Much like text, which involves complex interactions between many words, economies also involve complex interactions among a multifarious collection of people and objects. Certainly, we can group these into predefined categories, such as capital and labour, or into activities, such as agriculture, service and manufacturing. But just like language models based on the idea of nouns, verbs and grammar are incomplete models of language, so will models based on coarse categorisations of economic activities. What LLMs teach us, is that there is a limit to our ability to capture the nuance of the world using predefined categories and deductive logic. If we want to get into the nitty-gritty, we need a mathematical toolbox that can help us capture systems at a finer resolution.

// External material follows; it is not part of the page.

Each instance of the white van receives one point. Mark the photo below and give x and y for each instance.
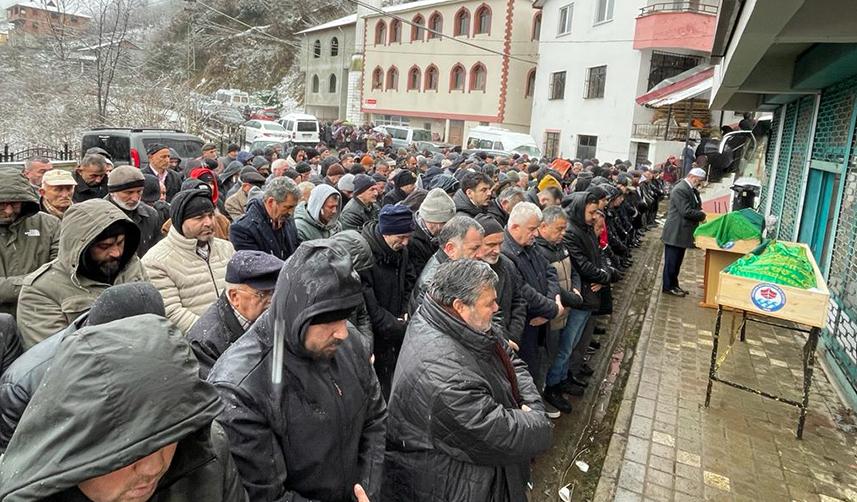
(300, 128)
(501, 140)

This idea is not entirely new. In fact, there are branches of economics that have long been using some of these ideas. Six years before the publication of Word2vec, a famous word embedding algorithm, together with three other colleagues we published a network representation of international trade. That network is technically a 2-gram, which represents products based on their relations to others. Just like in the coffee and tea example, this network 'knows' that drilling machines and cutting blades are related because they tend to be exported with a similar set of other products. The network 'knows' the difference between tropical and temperate agriculture and that between manufacturing t-shirts and LCD screens.

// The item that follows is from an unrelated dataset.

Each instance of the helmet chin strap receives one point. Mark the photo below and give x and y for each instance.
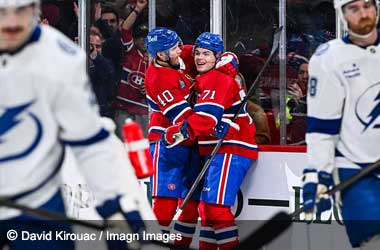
(361, 36)
(168, 62)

During the last fifteen years, these methods have found a growing audience among young economists and seasoned practitioners. On the one hand, they provide the tools needed to apply policy prediction ideas, such as anticipating the entry and exit of economies into different products and markets, to economic development. They’ve also resulted in 'embeddings' for economics (vector representations, such as the ones used to describe a word in a deep learning model). One example of this embedding is the Economic Complexity Index, a metric derived from a matrix of similarity among economies that explains regional and international variations in long-run economic growth, income inequality and emissions.

The ability of machine learning to gather, structure and represent data is creating opportunities for researchers across the board. From computational biologists looking to understand and predict the behaviour of proteins, to economic and international development experts looking to understand and predict the evolution of economies. Economists and computer scientists alike should welcome this new methodological revolution. It is a new wild west for creativity and experimentation.